With only 24 hours to go before the deadline, an appeal was lodged by hand at An Bord Pleanála’s offices on Marlborough Street, Dublin 1, regarding Westmeath County Council’s rejection of the planned windfarm in Gaybrook.
Galetech Energy Developments Ltd, the Cavan-based company who submitted the original plans, lodged the appeal on Wednesday October 6, the last day of the four-week permitted time allocation for appeals.The grounds for the company’s appeal are not yet known, but the council’s original decision in September was based on several factors, including the protection of the local landscape from “a visually dominant and obtrusive form”.
Local residents in the Gaybrook, Mahonstown, and Gibbonstown areas, in which the proposed wind turbines were to be located, were a driving force behind the objections made to the council, and they intend to keep up the pressure, despite this apparent setback.
Emily Wallace, a spokesperson from the lobby group Midlands Industrial Wind Turbine Action Group (MiWTAG ) believed such a move was expected, but that this would not be deterring them from continued action.

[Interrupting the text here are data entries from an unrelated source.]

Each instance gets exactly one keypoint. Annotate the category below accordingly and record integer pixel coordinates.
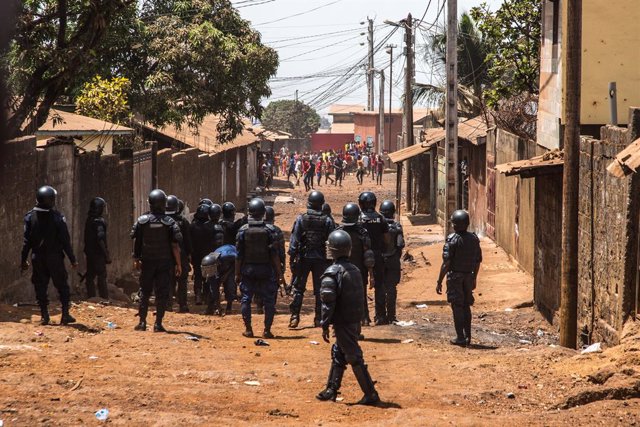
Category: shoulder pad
(167, 220)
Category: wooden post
(572, 80)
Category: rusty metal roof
(627, 161)
(549, 162)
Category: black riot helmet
(257, 209)
(269, 215)
(46, 197)
(96, 206)
(338, 244)
(229, 211)
(460, 220)
(157, 201)
(388, 209)
(326, 209)
(367, 201)
(172, 204)
(315, 200)
(214, 212)
(202, 213)
(350, 214)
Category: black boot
(44, 315)
(366, 384)
(66, 317)
(333, 384)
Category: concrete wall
(608, 238)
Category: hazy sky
(324, 36)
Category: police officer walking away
(257, 267)
(179, 281)
(461, 258)
(393, 245)
(342, 294)
(47, 238)
(307, 243)
(377, 227)
(361, 254)
(155, 251)
(96, 250)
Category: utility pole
(390, 52)
(570, 188)
(370, 95)
(452, 187)
(408, 105)
(381, 114)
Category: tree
(105, 99)
(185, 59)
(291, 116)
(513, 33)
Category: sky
(318, 42)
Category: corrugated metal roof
(411, 151)
(538, 165)
(62, 123)
(627, 161)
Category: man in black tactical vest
(342, 295)
(47, 238)
(461, 259)
(257, 267)
(96, 249)
(155, 251)
(377, 227)
(393, 246)
(361, 254)
(307, 243)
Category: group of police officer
(249, 253)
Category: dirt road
(514, 374)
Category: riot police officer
(202, 242)
(47, 238)
(361, 254)
(257, 267)
(179, 282)
(307, 244)
(342, 295)
(461, 259)
(393, 246)
(155, 251)
(96, 250)
(377, 227)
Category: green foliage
(290, 116)
(513, 33)
(105, 99)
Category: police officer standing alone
(47, 238)
(461, 258)
(307, 243)
(95, 249)
(155, 251)
(342, 295)
(257, 267)
(377, 227)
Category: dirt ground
(514, 373)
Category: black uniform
(96, 250)
(154, 235)
(362, 257)
(377, 227)
(310, 232)
(179, 284)
(462, 252)
(393, 245)
(47, 238)
(342, 294)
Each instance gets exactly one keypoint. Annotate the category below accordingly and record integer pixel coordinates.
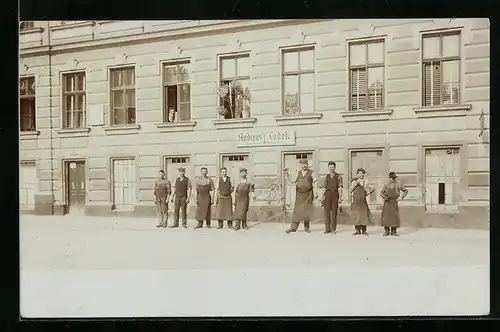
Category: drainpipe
(51, 146)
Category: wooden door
(75, 184)
(373, 163)
(28, 184)
(292, 163)
(442, 179)
(124, 192)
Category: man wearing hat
(182, 194)
(204, 198)
(306, 193)
(332, 196)
(392, 192)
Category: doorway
(75, 186)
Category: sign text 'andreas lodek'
(266, 138)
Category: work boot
(237, 227)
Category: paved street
(120, 267)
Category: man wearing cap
(182, 194)
(306, 193)
(332, 197)
(162, 191)
(204, 198)
(392, 192)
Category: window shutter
(358, 89)
(432, 94)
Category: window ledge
(234, 123)
(32, 30)
(176, 126)
(74, 132)
(122, 129)
(72, 25)
(370, 115)
(298, 119)
(442, 110)
(30, 134)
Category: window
(234, 89)
(366, 70)
(122, 96)
(74, 100)
(27, 103)
(177, 92)
(298, 81)
(26, 25)
(441, 69)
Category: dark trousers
(330, 208)
(180, 206)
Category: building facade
(105, 104)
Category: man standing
(162, 191)
(224, 205)
(390, 212)
(332, 197)
(360, 212)
(305, 194)
(204, 198)
(182, 194)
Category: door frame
(65, 178)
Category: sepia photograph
(254, 168)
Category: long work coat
(242, 200)
(303, 208)
(360, 213)
(390, 212)
(224, 205)
(203, 200)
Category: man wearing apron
(392, 192)
(242, 200)
(224, 202)
(182, 194)
(360, 213)
(332, 197)
(204, 198)
(162, 191)
(305, 195)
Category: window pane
(185, 112)
(117, 78)
(184, 72)
(431, 47)
(307, 103)
(451, 45)
(451, 76)
(171, 74)
(306, 83)
(118, 98)
(228, 69)
(375, 87)
(291, 84)
(129, 77)
(376, 52)
(243, 66)
(184, 93)
(290, 61)
(306, 60)
(357, 54)
(171, 95)
(130, 97)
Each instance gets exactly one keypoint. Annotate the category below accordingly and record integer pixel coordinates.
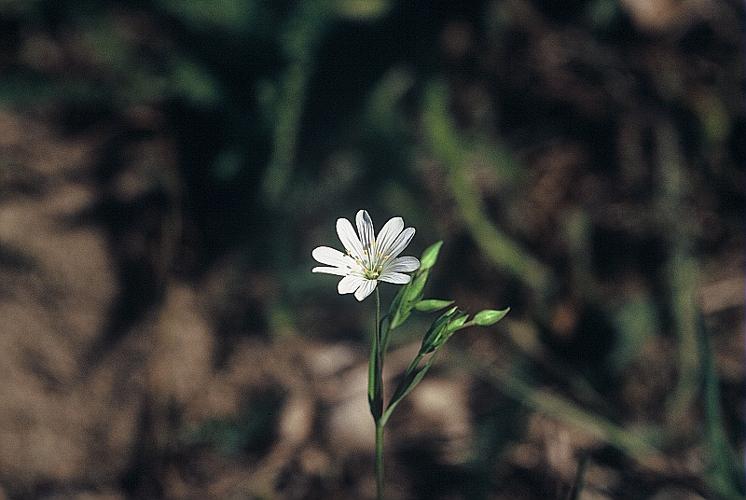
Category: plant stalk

MiWTAG are to hold a public meeting at the Bloomfield House Hotel, Mullingar on Monday October 18 at 8.30pm to brief residents on the latest developments.
Originally several hundred submissions were made by the public on the initial planning application, and further submissions direct to An Bord Pleanála can be made up until Tuesday November 2.
The council’s planning department turned down the application for the nine, 135-metre turbines because it felt such a development was “not consistent” with the Department of Environment’s 2006 wind energy guidelines for local authorities, and deemed its “ location, scale, height, siting, and separation distance from buildings... would give rise to a visually dominant and obtrusive form in an open and attractive rural area...and would result in serious injury to the visual amenities of the area”.
An Bord Pleanála is an independent state body that arbitrates planning disputes. The appeal costs €3,000, refundable if the Westmeath County Council decision is reversed. A final decision is expected in early 2011.